Cecilia se levantó como todos los días antes que el reloj diera las siete. No permitía que la
pereza la amarrara al calorcito de la cama.
Como un acto reflejo buscaba las pantuflas que deberían estar juntas, si no fuera porque la
perrita, cada noche, compartía la humilde habitación produciendo un desbande de objetos al
paso.
Prendió la radio, encendió la cocina para calentar el café, abrió la heladera, sacó la
manteca, la leche y lo que quedaba de dulce antes de ir a despertar a los niños con su más
tierna sonrisa.
Lo hacía todo automáticamente como si fuera una pieza mecánica programada para cumplir sus
tareas rutinarias. Sentía que su vida se había convertido en un ritual cotidiano carente de
matices y de brillo.
-Arriba mis campeoncitos, ordenaba suavemente Cecilia.
-Arriba que se hace tarde, abríguense que hace frío, decía mientras abría las ventanas
pensando que no veía la hora de que llegara el verano y abriera sus flores el jazmín del
Paraguay que tanto le recordaba su infancia.

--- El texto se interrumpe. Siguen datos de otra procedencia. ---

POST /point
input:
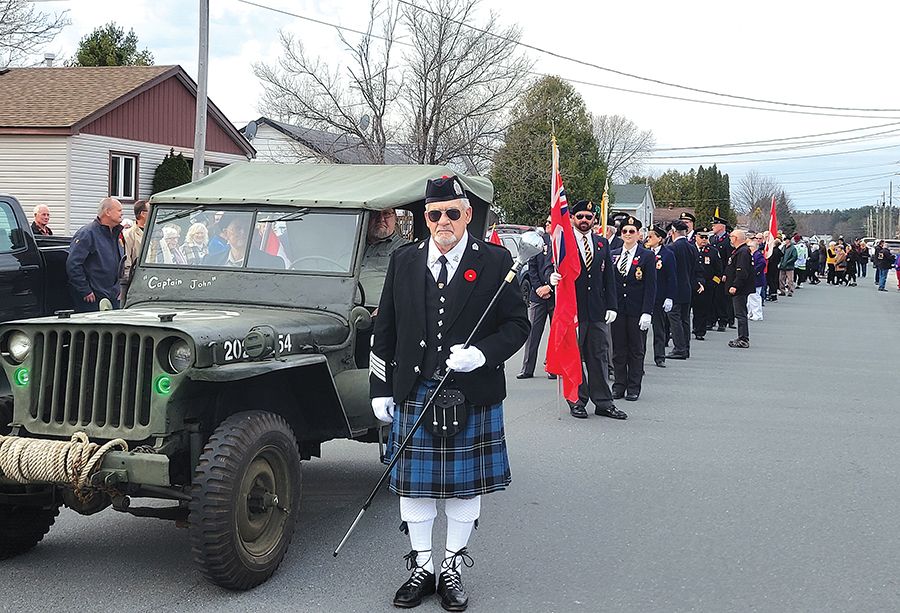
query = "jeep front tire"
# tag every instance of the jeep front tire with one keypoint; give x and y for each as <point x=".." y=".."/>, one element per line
<point x="245" y="499"/>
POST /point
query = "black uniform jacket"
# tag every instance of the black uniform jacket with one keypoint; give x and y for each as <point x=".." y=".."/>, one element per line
<point x="398" y="343"/>
<point x="636" y="290"/>
<point x="666" y="274"/>
<point x="595" y="289"/>
<point x="740" y="273"/>
<point x="687" y="274"/>
<point x="539" y="269"/>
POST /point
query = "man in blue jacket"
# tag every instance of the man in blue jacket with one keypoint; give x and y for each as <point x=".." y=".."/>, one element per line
<point x="96" y="257"/>
<point x="665" y="291"/>
<point x="635" y="272"/>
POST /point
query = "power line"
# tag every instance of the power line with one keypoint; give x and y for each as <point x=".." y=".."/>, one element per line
<point x="639" y="77"/>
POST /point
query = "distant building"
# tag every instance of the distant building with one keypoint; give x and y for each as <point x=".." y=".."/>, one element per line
<point x="70" y="136"/>
<point x="276" y="141"/>
<point x="636" y="200"/>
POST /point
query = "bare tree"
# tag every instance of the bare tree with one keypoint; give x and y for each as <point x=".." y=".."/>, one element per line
<point x="623" y="146"/>
<point x="24" y="30"/>
<point x="305" y="90"/>
<point x="462" y="80"/>
<point x="754" y="190"/>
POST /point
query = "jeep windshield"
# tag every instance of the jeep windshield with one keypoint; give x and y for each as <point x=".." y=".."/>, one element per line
<point x="204" y="237"/>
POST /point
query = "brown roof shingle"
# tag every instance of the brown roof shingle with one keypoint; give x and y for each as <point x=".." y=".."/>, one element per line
<point x="62" y="97"/>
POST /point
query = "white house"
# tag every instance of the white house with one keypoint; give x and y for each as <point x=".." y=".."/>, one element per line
<point x="72" y="136"/>
<point x="276" y="141"/>
<point x="636" y="200"/>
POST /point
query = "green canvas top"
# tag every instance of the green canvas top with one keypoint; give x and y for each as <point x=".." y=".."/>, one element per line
<point x="318" y="185"/>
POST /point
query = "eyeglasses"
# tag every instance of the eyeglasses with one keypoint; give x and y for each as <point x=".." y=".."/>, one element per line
<point x="435" y="215"/>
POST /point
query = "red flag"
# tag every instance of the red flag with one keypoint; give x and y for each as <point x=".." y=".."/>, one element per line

-Un ratito más, pedía el más remolón mientras el otro, pícaramente, se hacía el dormido
esperando una actitud indulgente.
-Todos los días lo mismo, todos los días lunes, repetía Cecilia para sus adentros, allí donde
anidaba tanta tristeza.
La radio transmitía las noticias del día, la voz cautivante del periodista nunca difundía
alguna buena, comenzaba con la temperatura, la sensación térmica, la máxima del día, el estado
del tránsito, el cierre de la bolsa en Asia, algún nuevo asalto y asesinatos, otros crímenes
silenciados.
-Todos los días la misma historia, sólo cambian los nombres.
Desayunaba con los niños mayores, Lautaro, el más pequeño, todavía sin obligaciones,
continuaba danzando su sueño de angelitos y chupetines de frutilla en nubes de azúcar,
monstruos que escupen fuegos, se esconden y siempre le ganan a los buenos.
Como en la vida.
Hacía tiempo que Cecilia sentía algo muy extraño. No podía explicarlo y tampoco se atrevía a
comentarlo con nadie, no fuera cosa que la tomaran por loca.
La pesadilla sin sueño aparecía cuando los niños mayores no estaban en la casa y ella quedaba
sola con el más chico, la perrita y sus recuerdos.
Siempre le tuvo miedo a la locura, comenzó ese terror un día absurdamente trágico, cuando el
compañero no regresó del trabajo y nadie supo más de él por más que lo buscara
desesperadamente en aquella época en la que tanta gente lo hacía.
-Siento su voz que se acerca, su respiración, ese perfume extraño, decía tomándose la cara con
las manos presa del espanto ante lo inexplicable.
-Algo me dice que es él pero no puedo verlo, murmuraba presa de un terror que la obligaba a
refugiarse en la camita junto al niño aún dormido, para abrazarlo fuerte contra su pecho.
Era un rato nomás, un rato que duraba un siglo.
Un viernes como todos los viernes, los niños mayores se quedaron a dormir en casa de sus tíos.
Terminado el día como todos los días de Cecilia, acarició a la perrita, acostó al pequeño, lo
arropó vistiéndolo con besos y ternura antes de ir a bañarse para luego, desde su cama, ver la
película de la noche.
Nunca pasaba aquello a esa hora, pero al salir del baño envuelta en su bata comenzó a sentir
ese perfume extraño. Sintió la respiración acercándose, la voz que decía su nombre.
Cecilia llevó, como siempre, sus manos a la cara pretendiendo espantar esa cosa invisible que
parecía envolverla como nunca.
Un dolor fuerte en el pecho cortó su respiración, en tanto la otra, la tenebrosa, se hacía más
profunda.
Comenzó a sentir un frío que nunca había experimentado, la casa estaba cerrada, no había forma
de que el viento se colara…
Quiso ir hacia el teléfono pero algo lo impidió. Se le erizó la piel mientras el miedo
apretaba como nunca.
Desencajada sintió un impulso que la arrojó hacia la camita donde dormía Lautaro. Dos lágrimas
brotaron de sus ojos impidiéndole ver al pequeño.
Un tremendo ¡Nooo! rompió el silencio de la vivienda atravesando las paredes de las casas
vecinas. La perrita lanzó un aullido y se pegó al niño que seguía jugando con los angelitos.